So what is this mysterious tome which apparently contains all knowledge of alcohol? Is it some ancient scroll, covered in heiroglyphs from an ancient and unknown tongue? Is it a lost relic from another world? Is it an infinite database stored on a top-secret server unreachable via any known web address?
Nope. It’s Playboy’s Host and Bar Book, written by Thomas Mario and published in 1971.
So why do we refer to it as “The Book“? Because it is quite simply the absolutely indispensable best reference guide for anyone who enjoys alcohol for more than just getting drunk.
Yes, at the time of this post, The Book is 43 years old. But don’t let that fool you. It is still just as relevant as the day Saint Mario first started writing the introductory page. Times and tastes may change, as well as brands and flavors of alcohol, but the basics will always remain the same, and this mighty tome explains those basics in such a way that a half-blind syphilitic Republican ocelot could understand.
Between the covers of this hefty volume (it is always a hardback book, a paperback has never been printed) are 339 pages full of not just the A – Z recipes you expect in a book about alcohol and tending bar, but the very history of alcohol.
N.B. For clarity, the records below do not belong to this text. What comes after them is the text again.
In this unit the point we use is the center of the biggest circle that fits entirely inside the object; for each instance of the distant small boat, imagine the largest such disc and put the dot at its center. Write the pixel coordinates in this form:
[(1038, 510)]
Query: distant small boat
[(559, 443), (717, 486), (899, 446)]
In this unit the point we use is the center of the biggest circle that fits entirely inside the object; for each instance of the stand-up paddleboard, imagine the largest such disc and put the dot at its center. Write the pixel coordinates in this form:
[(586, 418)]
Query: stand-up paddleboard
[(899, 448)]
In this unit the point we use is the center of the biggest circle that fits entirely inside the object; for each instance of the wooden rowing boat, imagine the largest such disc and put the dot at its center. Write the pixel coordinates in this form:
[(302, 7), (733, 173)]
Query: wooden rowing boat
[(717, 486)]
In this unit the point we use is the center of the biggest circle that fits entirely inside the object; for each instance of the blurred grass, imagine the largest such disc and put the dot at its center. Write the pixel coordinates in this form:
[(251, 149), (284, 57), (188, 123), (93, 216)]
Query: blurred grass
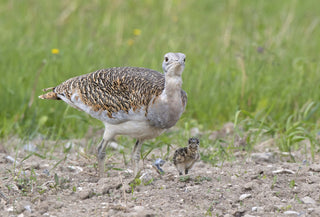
[(256, 56)]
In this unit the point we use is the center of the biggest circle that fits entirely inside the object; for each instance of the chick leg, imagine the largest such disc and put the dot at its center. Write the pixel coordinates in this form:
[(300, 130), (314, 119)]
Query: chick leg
[(101, 155), (135, 156)]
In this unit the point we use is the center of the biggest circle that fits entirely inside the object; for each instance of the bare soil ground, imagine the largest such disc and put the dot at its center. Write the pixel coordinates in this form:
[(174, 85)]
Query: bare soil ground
[(258, 184)]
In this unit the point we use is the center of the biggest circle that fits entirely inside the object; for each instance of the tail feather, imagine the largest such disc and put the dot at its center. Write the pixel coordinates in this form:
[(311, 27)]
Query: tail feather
[(50, 95)]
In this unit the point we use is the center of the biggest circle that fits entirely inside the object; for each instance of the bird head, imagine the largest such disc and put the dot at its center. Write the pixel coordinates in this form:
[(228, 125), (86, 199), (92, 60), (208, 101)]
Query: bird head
[(194, 143), (173, 64)]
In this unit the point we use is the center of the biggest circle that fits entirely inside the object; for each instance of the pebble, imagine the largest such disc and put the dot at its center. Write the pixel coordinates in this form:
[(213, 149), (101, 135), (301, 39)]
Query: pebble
[(315, 168), (258, 209), (146, 177), (30, 147), (283, 171), (75, 169), (12, 160), (244, 196), (308, 200), (115, 146), (262, 157), (194, 131), (86, 194), (290, 212)]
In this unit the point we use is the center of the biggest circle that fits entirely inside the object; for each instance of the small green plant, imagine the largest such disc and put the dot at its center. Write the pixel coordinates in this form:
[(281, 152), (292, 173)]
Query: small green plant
[(292, 184), (274, 181), (184, 178)]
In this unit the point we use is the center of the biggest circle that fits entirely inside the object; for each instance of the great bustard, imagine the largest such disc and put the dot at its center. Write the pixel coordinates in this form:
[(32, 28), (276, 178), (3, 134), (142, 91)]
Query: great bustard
[(138, 102), (184, 158)]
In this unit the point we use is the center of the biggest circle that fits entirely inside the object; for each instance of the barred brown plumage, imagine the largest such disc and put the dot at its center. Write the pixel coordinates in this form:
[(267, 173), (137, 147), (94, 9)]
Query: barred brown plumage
[(184, 158), (133, 101)]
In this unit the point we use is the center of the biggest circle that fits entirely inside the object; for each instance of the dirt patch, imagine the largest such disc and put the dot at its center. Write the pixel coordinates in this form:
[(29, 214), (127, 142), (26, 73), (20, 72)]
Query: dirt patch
[(67, 184)]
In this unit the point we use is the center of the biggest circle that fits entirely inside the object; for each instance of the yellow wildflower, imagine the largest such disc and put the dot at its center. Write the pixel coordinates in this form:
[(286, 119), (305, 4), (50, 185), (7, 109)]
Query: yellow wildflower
[(136, 32), (54, 51), (130, 42)]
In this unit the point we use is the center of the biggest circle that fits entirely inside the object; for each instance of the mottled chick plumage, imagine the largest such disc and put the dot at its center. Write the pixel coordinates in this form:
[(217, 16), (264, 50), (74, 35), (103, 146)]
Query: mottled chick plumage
[(184, 158), (133, 101)]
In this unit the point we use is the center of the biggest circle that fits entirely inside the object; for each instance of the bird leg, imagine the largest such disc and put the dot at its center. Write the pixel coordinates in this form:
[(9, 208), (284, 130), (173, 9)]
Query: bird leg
[(101, 155), (135, 156)]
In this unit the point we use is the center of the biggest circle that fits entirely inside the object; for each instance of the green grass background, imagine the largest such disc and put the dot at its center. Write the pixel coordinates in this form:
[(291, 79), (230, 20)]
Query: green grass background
[(253, 55)]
Starting back at the very dawn of time, when the first Neanderthal discovered the effects of fermented fruit all the way through to the more esoteric base spirits, The Book covers them all.
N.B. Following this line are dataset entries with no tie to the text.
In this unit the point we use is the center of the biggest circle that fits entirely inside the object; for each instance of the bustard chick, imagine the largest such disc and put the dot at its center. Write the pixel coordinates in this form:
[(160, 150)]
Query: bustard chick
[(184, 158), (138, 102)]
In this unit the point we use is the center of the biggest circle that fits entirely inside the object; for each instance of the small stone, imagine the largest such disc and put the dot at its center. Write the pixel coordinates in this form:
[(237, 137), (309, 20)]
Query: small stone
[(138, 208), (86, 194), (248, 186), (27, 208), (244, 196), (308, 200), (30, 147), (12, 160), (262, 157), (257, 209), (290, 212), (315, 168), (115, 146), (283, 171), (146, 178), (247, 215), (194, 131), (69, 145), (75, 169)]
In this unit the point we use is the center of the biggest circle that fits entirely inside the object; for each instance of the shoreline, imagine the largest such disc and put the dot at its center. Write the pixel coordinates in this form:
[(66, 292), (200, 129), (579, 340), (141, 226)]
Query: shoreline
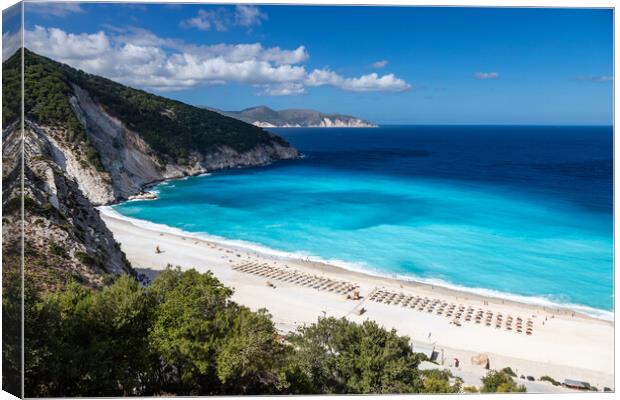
[(563, 345), (343, 267)]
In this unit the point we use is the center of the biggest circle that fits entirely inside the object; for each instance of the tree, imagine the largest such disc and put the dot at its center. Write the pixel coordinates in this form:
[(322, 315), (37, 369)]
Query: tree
[(499, 381), (438, 381), (94, 342), (339, 356), (211, 344)]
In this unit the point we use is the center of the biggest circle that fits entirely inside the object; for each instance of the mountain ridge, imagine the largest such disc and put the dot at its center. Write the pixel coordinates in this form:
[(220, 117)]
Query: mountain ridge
[(89, 141), (265, 117)]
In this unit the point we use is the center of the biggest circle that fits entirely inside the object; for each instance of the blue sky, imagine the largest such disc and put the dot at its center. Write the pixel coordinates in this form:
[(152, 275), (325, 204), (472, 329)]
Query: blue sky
[(432, 65)]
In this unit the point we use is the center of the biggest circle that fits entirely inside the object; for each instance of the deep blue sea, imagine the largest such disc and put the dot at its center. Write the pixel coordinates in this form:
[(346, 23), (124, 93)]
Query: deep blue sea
[(521, 210)]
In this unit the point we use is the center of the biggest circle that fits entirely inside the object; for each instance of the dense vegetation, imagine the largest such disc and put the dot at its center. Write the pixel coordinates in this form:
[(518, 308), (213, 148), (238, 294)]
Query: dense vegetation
[(500, 381), (169, 127), (183, 335), (11, 88), (46, 100)]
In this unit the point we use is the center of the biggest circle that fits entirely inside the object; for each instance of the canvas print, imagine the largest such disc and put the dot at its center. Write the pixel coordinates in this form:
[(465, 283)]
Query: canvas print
[(226, 199)]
I know quite a few bartenders, from my time working the rag and the stick. And I can honestly say, any bartender worth his or her rail not only keeps a copy of The Book under the bar, but has another copy at their home.
The REALLY good bartenders have the companion volume, Playboy’s Bar Guide, nearby as well. While nowhere near as comprehensive as The Book, it is great as a “quick reference” for those just learning the trade.
One very important note if you decide to procure either (or both!) of these precious volumes for yourself. Make absolutely certain that you are getting the original 1971 First Printing Edition. Several later editions have been printed, all with fewer pages, and less of the history recorded in the First Edition.
Trust me, you won’t be disappointed.